I was in Beijing last week for a series of meetings with our China team. Fifteen years ago, NRDC was the first international environmental NGO to establish a program on clean energy issues in China. Today, we have an office in Beijing with more than 25 staff focusing on a range of energy and environmental issues.
As China experts will tell you, one of the great challenges in Chinese environmental protection is the need to develop stronger environmental laws and policies, as well as the mechanisms to enforce them.
These are issues that have been central to NRDC's work in the U.S. for 40 years. Building on this experience, we established a program to work with China to encourage better implementation of environmental laws several years ago (we were the first international NGO to do so). We have worked with government agencies to draft stronger legislation, collaborated with Chinese universities and think tanks to develop proposals for environmental policy reform, and organized capacity-building workshops for local-level environmental officials, environmental groups, judges, lawyers, and journalists.

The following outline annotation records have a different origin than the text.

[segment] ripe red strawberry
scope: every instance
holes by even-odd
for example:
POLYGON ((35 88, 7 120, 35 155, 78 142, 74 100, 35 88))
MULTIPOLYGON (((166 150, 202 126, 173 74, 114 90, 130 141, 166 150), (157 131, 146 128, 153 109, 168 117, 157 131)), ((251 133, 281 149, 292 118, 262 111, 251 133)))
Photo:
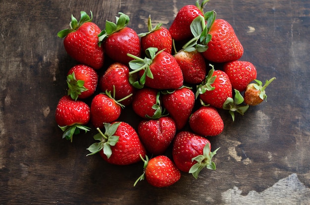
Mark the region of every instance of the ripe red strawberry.
POLYGON ((266 101, 267 95, 265 89, 275 79, 274 77, 269 80, 266 80, 264 85, 261 81, 257 79, 255 80, 256 83, 249 84, 244 93, 244 102, 249 105, 255 106, 264 100, 266 101))
POLYGON ((223 66, 223 71, 227 74, 233 89, 240 92, 245 90, 248 85, 256 79, 256 68, 247 61, 233 61, 223 66))
POLYGON ((80 130, 89 131, 85 125, 89 122, 90 117, 90 108, 86 103, 75 101, 67 95, 60 98, 56 107, 55 119, 64 132, 62 138, 71 142, 73 135, 79 134, 80 130))
POLYGON ((73 67, 67 76, 68 95, 76 100, 93 95, 97 87, 98 74, 96 70, 84 65, 73 67))
POLYGON ((174 120, 177 130, 182 129, 188 122, 195 105, 195 94, 187 87, 175 90, 162 96, 162 104, 174 120))
POLYGON ((146 149, 154 155, 163 154, 174 137, 175 123, 169 117, 141 121, 138 134, 146 149))
POLYGON ((104 54, 98 45, 98 35, 101 32, 99 27, 92 22, 91 18, 84 11, 81 11, 81 19, 71 16, 70 29, 64 29, 57 33, 60 38, 64 38, 64 48, 72 58, 81 64, 87 65, 98 69, 103 65, 104 54))
POLYGON ((215 164, 211 159, 218 149, 211 152, 211 144, 206 138, 182 131, 174 137, 172 157, 181 171, 192 173, 197 179, 204 168, 215 170, 215 164))
MULTIPOLYGON (((99 87, 103 92, 110 91, 116 100, 120 100, 136 92, 129 82, 129 69, 123 64, 114 63, 110 65, 99 81, 99 87), (114 93, 115 89, 115 93, 114 93)), ((132 96, 122 101, 122 104, 128 106, 132 102, 132 96)))
POLYGON ((146 51, 147 58, 142 59, 129 55, 136 60, 129 63, 133 71, 129 72, 132 78, 134 73, 137 81, 133 80, 133 85, 138 88, 146 86, 157 89, 177 89, 183 85, 182 70, 171 54, 164 51, 157 52, 156 48, 149 48, 146 51), (157 53, 156 53, 157 52, 157 53))
POLYGON ((146 151, 137 132, 130 125, 124 122, 104 124, 105 132, 97 129, 99 133, 95 136, 100 141, 91 145, 87 149, 91 153, 99 152, 107 162, 119 165, 133 164, 141 160, 146 151))
POLYGON ((196 96, 199 96, 206 104, 222 108, 227 98, 232 98, 231 83, 227 74, 212 68, 204 82, 198 86, 196 96))
POLYGON ((243 47, 231 25, 221 19, 216 19, 208 33, 212 36, 208 49, 203 55, 208 61, 224 63, 239 59, 243 55, 243 47))
POLYGON ((224 130, 224 122, 217 110, 213 107, 202 106, 191 116, 190 127, 202 136, 215 136, 224 130))
POLYGON ((142 33, 138 35, 141 37, 141 48, 145 51, 151 47, 157 48, 158 51, 164 49, 169 54, 172 49, 172 38, 169 30, 161 26, 161 23, 158 23, 152 28, 151 16, 149 16, 148 28, 149 31, 142 33))
POLYGON ((179 181, 181 172, 173 162, 166 156, 159 155, 149 160, 141 158, 144 162, 143 173, 136 181, 137 183, 146 178, 148 182, 155 187, 165 187, 179 181))
POLYGON ((141 55, 140 40, 133 29, 127 26, 129 17, 119 12, 116 24, 106 21, 105 30, 98 36, 100 45, 103 45, 105 53, 113 60, 127 64, 133 59, 128 53, 140 57, 141 55))
POLYGON ((161 116, 160 92, 157 90, 144 87, 138 90, 132 101, 135 113, 144 119, 157 119, 161 116))

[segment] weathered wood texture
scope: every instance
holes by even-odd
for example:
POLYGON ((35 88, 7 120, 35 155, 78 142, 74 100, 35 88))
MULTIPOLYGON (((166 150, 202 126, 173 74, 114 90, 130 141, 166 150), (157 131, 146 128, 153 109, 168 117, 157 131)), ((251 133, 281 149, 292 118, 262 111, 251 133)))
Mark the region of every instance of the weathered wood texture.
MULTIPOLYGON (((224 131, 210 139, 221 147, 216 171, 204 170, 198 180, 184 173, 163 189, 146 182, 133 187, 142 164, 86 157, 95 131, 73 143, 61 138, 54 110, 76 62, 56 33, 71 14, 91 10, 103 29, 122 11, 139 33, 149 14, 168 27, 178 9, 194 1, 0 1, 0 204, 310 204, 308 0, 211 0, 206 8, 232 24, 244 47, 242 60, 257 67, 258 79, 277 77, 267 102, 234 123, 221 113, 224 131)), ((122 119, 135 124, 136 116, 124 113, 122 119)))

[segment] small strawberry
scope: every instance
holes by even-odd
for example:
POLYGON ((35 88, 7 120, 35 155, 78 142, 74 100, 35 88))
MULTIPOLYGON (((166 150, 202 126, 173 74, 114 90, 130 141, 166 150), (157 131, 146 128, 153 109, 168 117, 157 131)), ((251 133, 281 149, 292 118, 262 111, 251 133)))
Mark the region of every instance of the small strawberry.
POLYGON ((172 157, 181 171, 191 173, 197 179, 204 168, 215 170, 215 164, 211 159, 218 149, 211 152, 211 144, 206 138, 182 131, 174 137, 172 157))
POLYGON ((272 77, 270 80, 266 80, 263 86, 261 81, 255 79, 256 83, 251 83, 248 85, 244 93, 244 102, 250 106, 257 105, 264 100, 266 101, 267 95, 265 89, 275 79, 272 77))
POLYGON ((81 19, 77 20, 71 15, 70 29, 62 30, 57 33, 59 38, 64 38, 64 48, 72 58, 81 64, 87 65, 94 69, 101 68, 104 63, 102 48, 98 45, 97 36, 101 32, 99 27, 92 22, 91 18, 85 11, 81 11, 81 19))
POLYGON ((85 99, 93 95, 97 87, 98 74, 91 67, 78 65, 68 72, 67 83, 68 95, 76 100, 78 98, 85 99))
POLYGON ((158 119, 163 112, 160 97, 160 92, 155 89, 144 87, 139 89, 134 97, 132 109, 142 118, 158 119))
POLYGON ((145 85, 159 90, 179 88, 183 85, 183 76, 176 60, 164 51, 157 51, 156 48, 147 49, 147 57, 144 59, 129 55, 136 59, 129 62, 134 70, 129 72, 133 85, 142 88, 145 85), (137 73, 139 76, 134 74, 137 73))
POLYGON ((177 130, 184 127, 195 105, 195 94, 187 87, 162 96, 162 104, 174 120, 177 130))
MULTIPOLYGON (((129 77, 128 68, 123 64, 114 63, 108 67, 100 78, 99 87, 103 92, 106 90, 111 92, 111 95, 115 94, 115 100, 119 100, 131 94, 133 95, 136 92, 136 89, 129 82, 129 77)), ((128 106, 131 103, 132 99, 132 96, 122 101, 122 104, 128 106)))
POLYGON ((89 128, 85 126, 91 117, 90 108, 85 102, 73 100, 66 95, 60 98, 55 112, 56 123, 64 132, 62 138, 72 141, 73 135, 80 133, 80 130, 85 132, 89 128))
POLYGON ((141 121, 138 134, 146 149, 155 155, 163 154, 173 139, 175 123, 169 117, 141 121))
POLYGON ((149 160, 141 157, 144 162, 143 173, 136 181, 134 186, 146 178, 148 182, 155 187, 171 186, 181 178, 181 172, 171 160, 164 155, 157 156, 149 160))
POLYGON ((197 86, 196 96, 199 96, 206 104, 222 108, 227 98, 232 98, 231 83, 227 74, 221 70, 214 70, 212 67, 205 80, 197 86))
POLYGON ((224 63, 239 59, 243 55, 243 47, 231 25, 221 19, 216 19, 208 33, 212 36, 208 49, 203 55, 208 61, 224 63))
POLYGON ((247 61, 233 61, 223 66, 223 71, 228 75, 233 89, 240 92, 245 90, 247 86, 256 79, 256 68, 247 61))
POLYGON ((98 36, 99 45, 103 46, 105 54, 112 60, 127 64, 133 60, 128 53, 140 57, 140 40, 136 31, 127 26, 129 17, 120 12, 118 14, 116 24, 106 21, 105 30, 98 36))
POLYGON ((124 122, 115 122, 104 124, 103 134, 97 128, 99 134, 94 136, 100 141, 91 145, 87 149, 91 153, 87 156, 99 152, 107 162, 126 165, 141 160, 140 156, 145 156, 146 151, 134 128, 124 122))
POLYGON ((224 122, 217 110, 211 106, 202 106, 191 116, 190 127, 202 136, 215 136, 224 130, 224 122))
POLYGON ((141 48, 145 51, 151 47, 157 48, 158 51, 164 50, 169 54, 172 49, 172 38, 169 30, 161 26, 161 23, 157 24, 152 28, 151 16, 149 16, 148 28, 149 32, 141 33, 138 35, 141 37, 141 48))

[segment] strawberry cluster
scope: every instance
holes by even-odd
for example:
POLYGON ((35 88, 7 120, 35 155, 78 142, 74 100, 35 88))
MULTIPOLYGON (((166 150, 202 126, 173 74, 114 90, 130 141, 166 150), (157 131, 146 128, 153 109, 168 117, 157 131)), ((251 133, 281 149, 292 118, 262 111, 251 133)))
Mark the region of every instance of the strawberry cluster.
POLYGON ((223 130, 218 109, 234 120, 236 112, 243 115, 265 99, 275 78, 263 85, 255 67, 239 60, 242 45, 227 21, 214 10, 204 12, 208 1, 181 8, 169 29, 153 27, 149 17, 148 31, 140 34, 122 12, 103 30, 91 11, 90 17, 81 11, 79 21, 72 15, 70 29, 58 33, 78 62, 68 72, 67 95, 56 108, 63 138, 72 142, 81 131, 96 128, 99 141, 88 155, 99 152, 116 165, 144 162, 134 185, 146 178, 166 187, 181 172, 197 178, 204 168, 215 170, 211 159, 218 149, 211 152, 207 138, 223 130), (89 105, 84 99, 90 98, 89 105), (125 107, 141 120, 136 129, 118 121, 125 107), (165 155, 169 146, 172 158, 165 155))

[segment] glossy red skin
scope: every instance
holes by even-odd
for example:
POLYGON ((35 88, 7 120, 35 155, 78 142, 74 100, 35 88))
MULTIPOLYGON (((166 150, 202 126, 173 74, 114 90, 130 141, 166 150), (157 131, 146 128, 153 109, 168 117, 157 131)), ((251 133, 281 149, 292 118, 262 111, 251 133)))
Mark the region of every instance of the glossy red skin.
POLYGON ((160 155, 150 159, 145 169, 145 178, 154 187, 165 187, 179 181, 181 172, 170 158, 160 155))
POLYGON ((216 75, 216 78, 211 85, 215 87, 213 90, 207 91, 199 95, 200 99, 206 104, 217 108, 222 108, 223 104, 228 97, 232 98, 232 88, 229 78, 221 70, 214 70, 212 76, 216 75))
POLYGON ((155 110, 152 108, 156 104, 158 90, 149 87, 138 90, 134 97, 132 107, 135 113, 142 118, 148 119, 147 115, 152 117, 155 110))
POLYGON ((213 107, 203 106, 191 116, 190 127, 193 132, 202 136, 215 136, 224 129, 224 122, 213 107))
POLYGON ((83 23, 76 31, 65 37, 63 45, 66 51, 80 63, 95 69, 101 68, 104 60, 103 50, 98 46, 97 36, 101 32, 94 23, 83 23))
POLYGON ((186 5, 181 8, 169 28, 172 38, 182 41, 192 37, 191 23, 199 15, 204 16, 204 13, 195 5, 186 5))
POLYGON ((120 115, 121 107, 105 94, 95 96, 91 104, 91 120, 96 128, 103 128, 103 123, 116 121, 120 115))
POLYGON ((256 68, 247 61, 227 62, 223 66, 223 70, 229 77, 232 88, 240 92, 245 91, 248 85, 257 76, 256 68))
POLYGON ((67 95, 60 98, 55 113, 56 123, 60 127, 86 125, 90 116, 90 109, 86 103, 78 100, 76 101, 67 95))
POLYGON ((182 171, 188 172, 197 163, 192 159, 203 154, 204 147, 210 141, 199 135, 188 131, 182 131, 174 137, 172 146, 172 157, 176 166, 182 171))
POLYGON ((174 120, 177 130, 184 127, 195 105, 195 94, 187 87, 162 95, 162 104, 174 120))
MULTIPOLYGON (((146 77, 145 85, 157 89, 177 89, 183 83, 183 76, 180 66, 171 54, 165 51, 158 54, 150 66, 153 79, 146 77)), ((144 73, 139 72, 140 76, 144 73)))
POLYGON ((83 80, 84 86, 88 89, 79 95, 78 98, 85 99, 93 95, 98 84, 98 74, 96 71, 89 66, 78 65, 71 68, 67 75, 71 74, 73 72, 76 80, 83 80))
POLYGON ((243 55, 243 47, 232 26, 225 20, 216 19, 210 29, 212 35, 208 49, 203 53, 208 61, 224 63, 239 59, 243 55))
POLYGON ((126 27, 111 34, 103 42, 105 54, 115 62, 127 65, 133 60, 127 56, 129 53, 141 56, 140 39, 133 29, 126 27))
MULTIPOLYGON (((125 65, 120 63, 115 63, 108 67, 103 75, 100 78, 99 87, 102 92, 111 91, 113 95, 113 88, 115 87, 115 99, 120 100, 130 94, 133 95, 136 89, 130 84, 129 80, 129 69, 125 65)), ((132 102, 132 96, 120 102, 124 106, 128 106, 132 102)))
MULTIPOLYGON (((115 123, 114 122, 112 124, 115 123)), ((122 122, 117 128, 114 136, 119 137, 114 146, 111 146, 112 154, 108 159, 100 151, 101 157, 107 162, 118 165, 127 165, 141 160, 140 154, 145 157, 146 151, 141 143, 137 132, 129 124, 122 122)))
POLYGON ((207 74, 205 58, 197 51, 180 51, 174 55, 183 74, 184 81, 198 84, 205 79, 207 74))
POLYGON ((171 54, 172 38, 167 29, 161 27, 158 30, 141 37, 141 47, 143 51, 153 47, 157 48, 158 51, 164 49, 166 52, 171 54))
POLYGON ((138 134, 146 149, 155 156, 166 151, 176 132, 175 123, 167 116, 142 121, 138 127, 138 134))

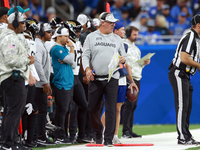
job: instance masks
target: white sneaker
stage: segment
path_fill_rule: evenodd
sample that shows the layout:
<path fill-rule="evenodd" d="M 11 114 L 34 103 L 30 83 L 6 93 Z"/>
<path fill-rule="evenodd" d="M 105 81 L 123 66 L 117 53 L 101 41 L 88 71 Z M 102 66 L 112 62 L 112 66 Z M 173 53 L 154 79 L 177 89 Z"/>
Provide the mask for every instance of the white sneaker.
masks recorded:
<path fill-rule="evenodd" d="M 122 142 L 116 136 L 113 137 L 113 141 L 112 142 L 113 142 L 113 144 L 122 144 Z"/>

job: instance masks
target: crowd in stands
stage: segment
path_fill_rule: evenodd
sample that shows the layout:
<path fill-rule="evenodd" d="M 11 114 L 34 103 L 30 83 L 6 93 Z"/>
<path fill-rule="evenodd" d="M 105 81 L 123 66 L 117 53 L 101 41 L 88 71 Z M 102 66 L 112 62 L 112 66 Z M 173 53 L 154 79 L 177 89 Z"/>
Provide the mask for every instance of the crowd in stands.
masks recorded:
<path fill-rule="evenodd" d="M 98 18 L 104 11 L 104 0 L 68 0 L 74 6 L 75 17 L 80 13 Z M 63 5 L 63 0 L 57 0 Z M 191 17 L 200 13 L 200 0 L 107 0 L 114 17 L 124 26 L 135 26 L 139 35 L 159 37 L 160 35 L 183 35 L 191 27 Z M 19 0 L 23 8 L 30 8 L 28 17 L 49 22 L 56 16 L 53 7 L 43 10 L 39 0 Z M 155 40 L 154 40 L 155 41 Z M 158 40 L 156 40 L 158 41 Z"/>

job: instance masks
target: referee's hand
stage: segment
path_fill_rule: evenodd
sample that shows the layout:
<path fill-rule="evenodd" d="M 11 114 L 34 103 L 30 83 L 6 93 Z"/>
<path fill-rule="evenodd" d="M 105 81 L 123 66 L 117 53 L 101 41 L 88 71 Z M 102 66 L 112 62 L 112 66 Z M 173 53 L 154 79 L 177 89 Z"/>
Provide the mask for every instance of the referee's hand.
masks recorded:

In the U.S., the environmental law revolution that began in the early 1970s was critical to cleaning up the environment. But perhaps even more important have been the mechanisms to make sure these laws are implemented in practice--and the dedication of citizen groups, government agencies and other stakeholders to make sure they are used effectively.
A recent expose in the New York Times revealed just how critical strong enforcement is. The article explained that 40 years after Congress passed the Clean Water Act, violations of the law have risen steadily in recent years, yet many violators go unpunished. The results are grave: Americans are exposed to toxins that cause cancer and other serious illnesses. The article reminds us that even with good laws on the books, we must remain vigilant. That is true in America, and it is true in China, as well.
During my trip this past week, I learned about the tremendous amount of work going on in China, not just within the government, but also from the Chinese public to develop better environmental laws and put in place the systems that will drive better implementation. It has been remarkable to see.
For example, on Thursday we paid a visit to China's Ministry of Environmental Protection (MEP). We have been working with MEP and other bureaus for more than a year on the latest amendment to the Atmospheric Pollution Prevention and Control Law -China's "Clean Air Act."
Air pollution in China remains a serious challenge, and China is exploring a wide range of new ways to deal with the problem, including regional air pollution mechanisms, expanded permitting, stronger enforcement provisions and tougher controls on vehicle emissions.
We also learned about proposals to incorporate pollution reduction goals in China's 12th Five-Year Plan focused on a number of highly-polluting industrial sectors (power, cement, iron-steel, etc.) and key pollutants (fine particulates, mercury, volatile organic compounds, etc.).
Of course, the best laws and policies are meaningless without good implementation. On Thursday night, I had the chance to have dinner with some of China's top environmentalists who are working on-the-ground to bring about better implementation and enforcement of environmental laws.
Ma Jun, one of China's best-known environmentalists, talked to me about his work to make transparency about emissions of pollutants the norm in China. We recently worked with Ma Jun on a Pollution Information Transparency Index, an evaluation of the degree of environmental transparency in 113 Chinese cities (see here).
I also talked with our old friend Professor Wang Canfa, China's top environmental litigator. He was our first partner in China in the environmental law area, and he is working as hard as ever to create environmental rule of law in China. We have been working together to promote implementation of China's new environmental courts and to train Chinese lawyers and judges in environmental law.
Li Bo, the director of Friends of Nature - China's first environmental NGO, described to me his efforts to build a nationwide membership of environmentalists that can more effectively engage in local efforts at environmental protection. Some of these members are holding local companies accountable for their pollution and pressing for accurate disclosure of pollution levels.
We also met with Wang Yongchen, Global Village of Beijing, iCET and others who are taking the initiative to improve China's environment.
These are the types of efforts that will drive better implementation of environmental laws, and it is truly remarkable to see the amount of good work going on. Building a strong, enforceable framework for environmental law is essential to China's battle with "traditional" pollution and will be critical as China moves forward to address the challenges of climate change. The glimpse I had at China's efforts in this regard was impressive. If China continues to grow and expand these efforts, it has the potential to make a big difference for China's environment and for the entire world.